Une zone de décrochement. Voilà comment les sismologues appellent ces zones où deux plaques continentales coulissent l'une contre l'autre. Ces déplacements sont la source de puissants séismes, car les frottements survenant entre les plaques le long d’une faille épaisse sont relativement rugueux.

Et cette zone de décrochement symbolise parfaitement l'économie en 2015. Le terme "disruption" qu'on aura beaucoup entendu tout au long de l'année ne dit pas autre chose. Un monde qui se transforme, des économies administrées en souffrance, des populations qui redoutent le changement, des inégalités qui ne cessent de se creuser et une troisième révolution industrielle (celle du numérique) qui crée autant de valeur qu'elle ne détruit d'emplois. 

Comme dans la tectonique, les séismes ont été nombreux et particulièrement violents. Des manifestants qui ont cet été embrasé le ciel athénien, aux chauffeurs de taxis qui ont mis à sac des véhicules Uber en passant par les salariés d'Air France déchaînés qui s'en sont pris à leur directeur des ressources humaines, les exaspérations ont marqué l'année tant dans la rue que dans les urnes.

Google ou Facebook embauchent moins que n’importe quelle firme automobile

Pourquoi tant de colère? Car on demande aux gens de quitter un monde douillet et confortable (celui du CDI, des carrières linéaires, des professions réglementées, des emplois dans l'industrie...) pour un nouveau plein d'incertitude. Un monde peut-être sans croissance ni emploi. C'est en tout cas l'une des thèses exposées par Daniel Cohen dans son livre "Le Monde Est Clos Et Le Désir Infini". La croissance née avec la première révolution industrielle a-t-elle été tuée par la troisième, celle du numérique, d'internet, des smartphones et demain des robots? C'est ce que pense l'économiste Robert Gordon. Selon lui "l’informatisation de la société a produit une secousse importante mais éphémère. Du point de vue du consommateur, les grandes inventions tournent autour de la personnalité de Steve Jobs et de sa série des iPod, iPhone, iPad. Elles sont belles, miniaturisées, ludiques mais leur portée ne se compare pas à celles qui les ont précédées." 
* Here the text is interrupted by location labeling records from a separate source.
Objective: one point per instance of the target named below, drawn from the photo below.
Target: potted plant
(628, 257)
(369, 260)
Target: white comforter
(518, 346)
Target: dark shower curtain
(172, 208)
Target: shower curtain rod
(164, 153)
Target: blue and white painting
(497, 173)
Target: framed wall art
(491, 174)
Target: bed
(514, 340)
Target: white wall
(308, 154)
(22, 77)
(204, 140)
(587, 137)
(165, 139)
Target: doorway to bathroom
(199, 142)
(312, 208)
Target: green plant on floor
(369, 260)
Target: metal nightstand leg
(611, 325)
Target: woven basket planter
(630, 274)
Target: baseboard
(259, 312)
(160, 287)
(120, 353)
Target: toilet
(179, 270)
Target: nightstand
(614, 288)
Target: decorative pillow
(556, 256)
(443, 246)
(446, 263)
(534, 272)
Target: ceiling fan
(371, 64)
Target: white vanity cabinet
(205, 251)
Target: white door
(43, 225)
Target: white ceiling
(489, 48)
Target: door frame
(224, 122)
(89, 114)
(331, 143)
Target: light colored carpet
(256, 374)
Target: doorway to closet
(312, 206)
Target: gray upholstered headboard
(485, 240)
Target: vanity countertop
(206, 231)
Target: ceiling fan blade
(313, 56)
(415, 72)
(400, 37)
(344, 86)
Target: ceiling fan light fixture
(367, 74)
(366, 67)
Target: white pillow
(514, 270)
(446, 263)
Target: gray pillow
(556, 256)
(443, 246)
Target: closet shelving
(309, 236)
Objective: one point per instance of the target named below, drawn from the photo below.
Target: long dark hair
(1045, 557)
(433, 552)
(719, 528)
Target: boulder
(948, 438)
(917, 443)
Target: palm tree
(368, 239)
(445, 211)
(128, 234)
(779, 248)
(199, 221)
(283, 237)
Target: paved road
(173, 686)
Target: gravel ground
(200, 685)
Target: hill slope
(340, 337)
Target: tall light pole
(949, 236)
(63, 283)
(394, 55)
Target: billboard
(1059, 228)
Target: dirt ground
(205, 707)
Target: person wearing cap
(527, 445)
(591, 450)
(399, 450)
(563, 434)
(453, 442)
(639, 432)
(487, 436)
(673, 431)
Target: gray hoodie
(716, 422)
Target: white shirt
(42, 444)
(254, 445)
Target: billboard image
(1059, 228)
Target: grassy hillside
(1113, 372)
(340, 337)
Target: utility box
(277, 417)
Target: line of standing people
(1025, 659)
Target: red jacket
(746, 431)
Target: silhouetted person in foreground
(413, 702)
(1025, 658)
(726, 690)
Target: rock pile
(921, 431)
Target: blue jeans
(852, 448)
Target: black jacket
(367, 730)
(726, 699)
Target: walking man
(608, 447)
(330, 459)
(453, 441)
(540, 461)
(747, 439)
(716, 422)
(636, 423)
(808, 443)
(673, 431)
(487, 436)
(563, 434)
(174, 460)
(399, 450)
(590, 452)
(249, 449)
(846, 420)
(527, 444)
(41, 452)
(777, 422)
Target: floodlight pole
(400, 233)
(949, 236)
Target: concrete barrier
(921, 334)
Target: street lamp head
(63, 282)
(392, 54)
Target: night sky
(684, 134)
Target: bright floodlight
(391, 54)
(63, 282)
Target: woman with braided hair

Car comme le note Daniel Cohen, "Internet offre des services qui ne nous coûtent rien, ce qui est bien pour le pouvoir d’achat. La mauvaise nouvelle est qu’il ne génère pas d’emplois. Google, Facebook ou Twitter embauchent à elles seules trois fois moins que n’importe quelle firme automobile aujourd’hui encore!" Sans parler de Blablacar, d'Uber, d'AirBnB ou de la multitude de sites de l'économie du partage qui "uberisent" l'économie pour le plus grand bonheur des consommateurs mais sans doute au détriment des salariés.

Pour les hérauts de cette nouvelle économie comme Nicolas Colin ou Frédéric Mazzella, le créateur de Blablacar, l'argent économisé par ces nouveaux services numériques sera dépensé autrement et réinvesti ailleurs. 

Mais pour ça, il faudra sans doute un élément qui aura fait cruellement défaut à l'année 2015: de la confiance.